For some of us life is so fantastic we can't stand it.

Life is a process of continually reordering priorities.

We all have the right to be wrong and be loved just the same.

To insist that I am not forgiven is a kind of inverse arrogance.

Before I can accept someone's help, I must accept their presence.

I'm afraid my glass is no longer half full because I drank most of it.

How much more comfortable it is to say 'Yes, and...' than 'Yes, but...'.

Years ago I heard the Indian Jesuit Raimundo Panikkar say: Expect Nothing.

Ideals are great as long as they don't get in the way of what we want to do.

I feel that the only true security I have is my capacity, however limited, to love.

I think that an act of love is immortal; once tendered, it can never really be taken back.

How frustrating it is to be out-argued by someone you know is dead wrong but is more eloquent.
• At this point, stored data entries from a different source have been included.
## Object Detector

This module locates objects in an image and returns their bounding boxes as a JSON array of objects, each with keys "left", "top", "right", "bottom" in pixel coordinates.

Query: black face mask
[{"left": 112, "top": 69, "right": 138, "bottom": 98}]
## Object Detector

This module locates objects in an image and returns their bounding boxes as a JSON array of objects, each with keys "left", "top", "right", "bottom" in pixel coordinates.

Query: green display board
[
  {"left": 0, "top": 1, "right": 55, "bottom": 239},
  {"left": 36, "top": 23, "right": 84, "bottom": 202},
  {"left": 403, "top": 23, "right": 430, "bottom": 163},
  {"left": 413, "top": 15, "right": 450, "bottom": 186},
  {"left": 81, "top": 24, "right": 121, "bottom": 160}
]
Until we can sense a sacred quality in time we will not begin to have a fuller understanding of it.

How unfortunate it is to be constrained by what people might say at our funeral or on our gravestone.
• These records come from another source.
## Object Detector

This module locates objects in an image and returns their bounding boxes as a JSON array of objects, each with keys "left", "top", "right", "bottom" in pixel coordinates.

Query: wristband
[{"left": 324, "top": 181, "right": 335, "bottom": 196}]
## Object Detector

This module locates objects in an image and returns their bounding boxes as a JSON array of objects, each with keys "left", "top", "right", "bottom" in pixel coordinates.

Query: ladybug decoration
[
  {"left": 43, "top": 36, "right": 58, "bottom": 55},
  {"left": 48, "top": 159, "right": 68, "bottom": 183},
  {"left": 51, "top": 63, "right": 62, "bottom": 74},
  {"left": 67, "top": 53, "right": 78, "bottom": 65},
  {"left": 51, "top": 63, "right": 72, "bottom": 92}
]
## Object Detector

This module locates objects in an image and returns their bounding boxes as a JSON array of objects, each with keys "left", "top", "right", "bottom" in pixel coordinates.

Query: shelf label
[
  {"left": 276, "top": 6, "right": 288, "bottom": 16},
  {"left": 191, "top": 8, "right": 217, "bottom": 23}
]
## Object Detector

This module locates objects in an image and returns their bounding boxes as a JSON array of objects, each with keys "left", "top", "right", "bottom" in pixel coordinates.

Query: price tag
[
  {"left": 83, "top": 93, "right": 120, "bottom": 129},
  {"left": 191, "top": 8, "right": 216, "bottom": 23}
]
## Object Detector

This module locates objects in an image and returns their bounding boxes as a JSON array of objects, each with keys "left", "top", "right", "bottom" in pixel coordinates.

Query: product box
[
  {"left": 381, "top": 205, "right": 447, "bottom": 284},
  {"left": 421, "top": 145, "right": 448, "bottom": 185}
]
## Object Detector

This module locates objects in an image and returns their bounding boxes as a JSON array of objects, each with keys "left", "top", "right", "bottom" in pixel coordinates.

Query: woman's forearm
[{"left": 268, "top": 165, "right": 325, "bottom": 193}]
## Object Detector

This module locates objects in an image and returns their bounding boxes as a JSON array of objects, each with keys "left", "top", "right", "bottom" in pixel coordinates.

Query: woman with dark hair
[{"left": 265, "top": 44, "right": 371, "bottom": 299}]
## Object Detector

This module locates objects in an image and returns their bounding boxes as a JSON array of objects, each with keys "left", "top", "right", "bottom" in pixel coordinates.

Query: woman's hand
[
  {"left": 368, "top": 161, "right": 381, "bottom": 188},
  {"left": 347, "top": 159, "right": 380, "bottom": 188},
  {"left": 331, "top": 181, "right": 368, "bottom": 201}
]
The man who says that he does not deserve his wife is probably right, but not for the reasons he thinks.

One of the small consolations of old age, if you are lucky, can be at least a partial recovery of innocence.
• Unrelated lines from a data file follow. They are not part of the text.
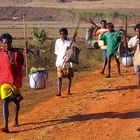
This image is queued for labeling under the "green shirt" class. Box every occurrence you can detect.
[100,31,122,56]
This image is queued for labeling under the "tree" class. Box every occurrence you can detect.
[31,28,48,47]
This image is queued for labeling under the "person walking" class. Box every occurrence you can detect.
[93,20,108,74]
[100,23,122,78]
[0,33,25,133]
[128,23,140,86]
[54,28,75,96]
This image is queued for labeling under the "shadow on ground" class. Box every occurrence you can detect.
[10,110,140,133]
[96,85,139,92]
On the whole I feel that life has treated me rather well, but I sometimes wonder how well have I treated life.

I see a good marriage as being like two tall trees growing beside each other, each nourishing the grace of the other.

It is said that in life we must play with the cards we are dealt, but too often I have kept those cards too close to my chest.

If there were no nobodies, The somebodies would not have anybody, To convince that they were somebody, Except some other somebody, Who would not be convinced anyway.

How often have I tried just hard enough so that I can then say to myself that I tried with the real purpose of assuaging my guilt about something I did not wish to succeed in the first place?

Everything I do or say will be forgotten in a few short years. Yet how amazing and wonderful it is that somehow I still care, just simply care about whatever I do, and will probably do so until my dying moment.